Although the etiology of osteochondritis dissecans is not fully elucidated, it is believed to be multi-factorial in nature. Postulated etiologies include genetic predisposition, inflammation, spontaneous avascular necrosis, and repetitive microtrauma. Originally believed to be related to osseous inflammation (hence the term osteochondritis), multiple studies have failed to prove inflammation as the underlying cause. The theory of spontaneous osteonecrosis is thought to occur during the maturation of the overlying cartilage during adolescence. At this time, the vascular supply to the subchondral bone transitions from a juvenile perichondrial supply to the mature supply from the medullary cavity. It is thought that during this transition period, the epiphyseal bone is predisposed to avascular necrosis. The higher prevalence of OCD in young athletes also suggests a repetitive microtrauma etiology.  These theories have been studied with varying success in concluding the cause, but the most commonly accepted etiology is that of repetitive microtrauma, with or without an inciting event, that results in the patient’s initial presentation.[2][3]

Epidemiology

Osteochondritis dissecans occurs in approximately 15 to 29 per 100,000 patients.[4] Although it can occur from childhood through adult life, the majority of patients are 10 to 20 years of age.[5] Males are typically affected twice as often as females,[5] with a higher incidence occurring in young athletes. The knee, particularly the lateral aspect of the medial femoral condyle, is the most affected joint, with the elbow (capitellum) and ankle (talus) also affected to a lesser degree.[2],[6]

Pathophysiology

Regardless of etiology, osteochondritis dissecans is an idiopathic focal joint disorder affecting the subchondral bone. Fragmentation of a small focus of subchondral bone creates a defect between the osteochondral lesion and the parent bone, leading to decreased vascularization and resulting in osteonecrosis of the fragment. Stable fragments are those that are held in place by intact overlying articular cartilage. Progression of the defect to involve the overlying cartilage is possible, which leads to instability of the fragment. If lesions become unstable, they may remain in situ or displace from the parent site and become a loose body within the joint. Due to the altered articular surface caused by the osteochondral lesion, early-onset osteoarthritis occurs in a large percentage of these affected patients.

History and Physical

Presentation and discovery of osteochondral lesions are variable. Patients may be asymptomatic with incidental detection at imaging. This is true of patients who have always been asymptomatic or those who never presented for evaluation but can recall remote chronic mild pain that resolved without treatment. Other patients present during the phase of chronic mild pain of the affected joint, with or without an acute injury. These patients typically present several months to a year after the onset of symptoms. When the patient has a loose fragment, symptoms are generally more severe, with marked joint pain, locking, swelling, and joint instability.[3][2]

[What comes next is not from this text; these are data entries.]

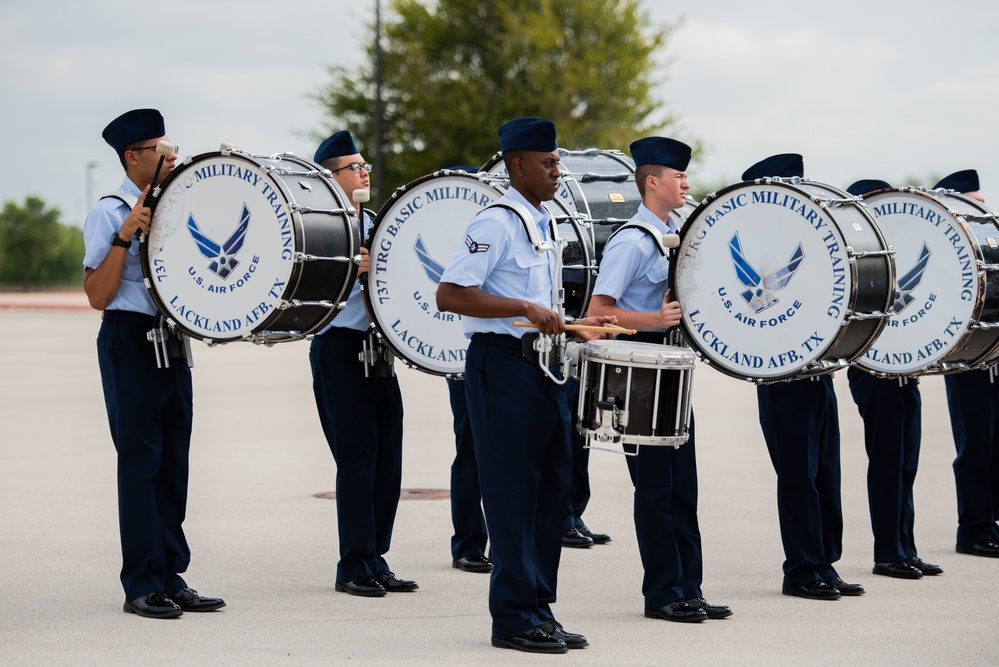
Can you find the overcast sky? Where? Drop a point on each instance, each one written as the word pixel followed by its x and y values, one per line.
pixel 863 89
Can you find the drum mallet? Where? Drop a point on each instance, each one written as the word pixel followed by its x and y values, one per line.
pixel 359 196
pixel 165 150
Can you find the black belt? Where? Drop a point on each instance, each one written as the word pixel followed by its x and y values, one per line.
pixel 129 316
pixel 498 340
pixel 645 337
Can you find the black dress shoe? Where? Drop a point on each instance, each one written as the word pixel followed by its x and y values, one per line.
pixel 575 539
pixel 817 590
pixel 681 611
pixel 556 631
pixel 476 563
pixel 712 610
pixel 393 584
pixel 534 640
pixel 154 605
pixel 598 538
pixel 986 548
pixel 845 588
pixel 928 569
pixel 188 599
pixel 367 587
pixel 902 570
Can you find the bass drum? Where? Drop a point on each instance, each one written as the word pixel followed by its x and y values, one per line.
pixel 945 310
pixel 781 279
pixel 414 233
pixel 249 247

Upon physical exam, these patients may have tenderness with palpation, decreased or painful range of motion of the involved joint, and effusion or swelling. Other injuries, such as fracture and ligamentous injuries, should be excluded.[3]

Evaluation

Imaging has a key role in the evaluation and management of these patients. Routine radiographs of the affected joint are the initial imaging obtained. Radiographs show an ovoid lucency affecting the subchondral bone with subjacent sclerotic bone. Occasionally the bony fragment may be visualized within the subchondral defect or, if displaced, elsewhere within the joint. Radiographs are unable to determine the stability of the osseous fragment and underestimate the lesion size. MRI is typically used to confirm the diagnosis when an abnormality is identified on radiographs in differentiating a developmental ossification variation from OCD and to aid in treatment planning, helping to determine if the lesion is likely to be stable at the time of arthroscopy.  MRI is highly sensitive and specific in the evaluation of fragment stability; therefore, it is recommended for patients in whom stability is a clinical concern.

Initially described by De Smet in reference to the knee on T2 weighted images of the knee the following four signs on MRI are associated with OCD lesion instability[7]

  1. Line of hyperintense signal equal to the fluid at the fragment bone interface measuring 5 mm or more in length,
  2. A discrete round focus of hyperintense signal deep to the OCD lesion measuring 5 mm or more,
  3. Focal defect in the overlying cartilage measuring 5 mm or more, and
  4. Hyperintense signal equal to the fluid that traverses the articular cartilage and the subchondral bone which extends to the lesion.  These same findings can be applied to any joint with an OCD lesion to evaluate for stability.   These criteria have high sensitivity and specificity in the determination of OCD lesion stability.  MRI arthrography can be beneficial in difficult cases. CT arthrography, although not as sensitive, can be obtained in the patient when MRI is contraindicated.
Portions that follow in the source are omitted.